If by hand (most of mine)... I mark out, then drill holes to get out most of the meat. Depending if through and the cross-section... if cut all from one side, for the last part, I put a piece of scrap underneath so I don't break out the last part. If the cross-section is a ways, I sometime work form both ends towards the center.

Stick's example of offset M&T is a clean way to do corners if you have a thin top and for fine furnishings. 

Thicker top, more strength and able to take more abuse... Heavier legs, cross-bracing and tops... I use full tenons on the understructure with double M&T at each corner into the underside of the top. That way as you press of hit something down onto it, it presses it into itself.


----------



## Stick486 (Jan 4, 2013)

some handy stuff to have...


----------



## brille (Apr 9, 2014)

Hi all,

maybe Matthias Wandels new Pantarouter XL for non-cylindric models is interesting for you. For me it is.

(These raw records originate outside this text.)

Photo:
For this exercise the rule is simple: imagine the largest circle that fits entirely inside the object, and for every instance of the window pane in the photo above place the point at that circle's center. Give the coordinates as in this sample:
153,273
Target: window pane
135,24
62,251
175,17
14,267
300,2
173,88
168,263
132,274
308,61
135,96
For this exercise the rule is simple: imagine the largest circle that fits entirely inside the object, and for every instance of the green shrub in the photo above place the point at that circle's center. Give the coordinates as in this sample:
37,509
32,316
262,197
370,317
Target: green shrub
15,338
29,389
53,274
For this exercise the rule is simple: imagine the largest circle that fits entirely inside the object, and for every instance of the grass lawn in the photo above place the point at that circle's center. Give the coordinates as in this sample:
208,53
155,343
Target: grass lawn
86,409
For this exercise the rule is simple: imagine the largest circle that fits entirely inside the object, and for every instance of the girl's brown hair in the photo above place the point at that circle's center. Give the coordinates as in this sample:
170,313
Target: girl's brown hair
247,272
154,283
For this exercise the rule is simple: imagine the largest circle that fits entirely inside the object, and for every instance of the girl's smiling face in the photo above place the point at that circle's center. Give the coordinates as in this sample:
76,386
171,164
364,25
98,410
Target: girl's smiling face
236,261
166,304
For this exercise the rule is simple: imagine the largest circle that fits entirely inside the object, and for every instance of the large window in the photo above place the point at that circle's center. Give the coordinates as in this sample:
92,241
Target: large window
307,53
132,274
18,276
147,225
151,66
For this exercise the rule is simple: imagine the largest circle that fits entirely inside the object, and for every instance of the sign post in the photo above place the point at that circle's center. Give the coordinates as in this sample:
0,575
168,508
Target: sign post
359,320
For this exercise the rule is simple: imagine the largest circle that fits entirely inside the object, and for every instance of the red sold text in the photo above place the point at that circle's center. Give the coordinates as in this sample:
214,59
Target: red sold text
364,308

I already made some mortise and tenon joints by hand and I like it. But building his machine will be fun, mortises and tenons faster and more precisely (than mine!).

Best regards

Uwe


----------



## 4DThinker (Feb 16, 2014)

Before I had a CNC, 98% of the mortises I cut were done upside down on a router table so long as the mortises ran parallel to the edge of the part. I'd mark the limits of the mortise on the opposite face of the part. Mark the limits of the router bit on the fence clamped to the router table. Use the marks to keep track of where the bit was inside the wood, and generally do depth passes no deeper than the bit diameter. As a router bit leaves rounded corners I would either use a chisel to round the tenon corners to fit, or the chisel to square the mortise corners. With a little care in set up a good fit was fairly easy to create. 

2% of times when the mortise needed to be cut on a board unwieldy for the router table I'd make a template from 1/4" plywood. Then use a hand held router in a plunge base with a bushing to ride against the template edges. Clamp the template to the part. 
4D


----------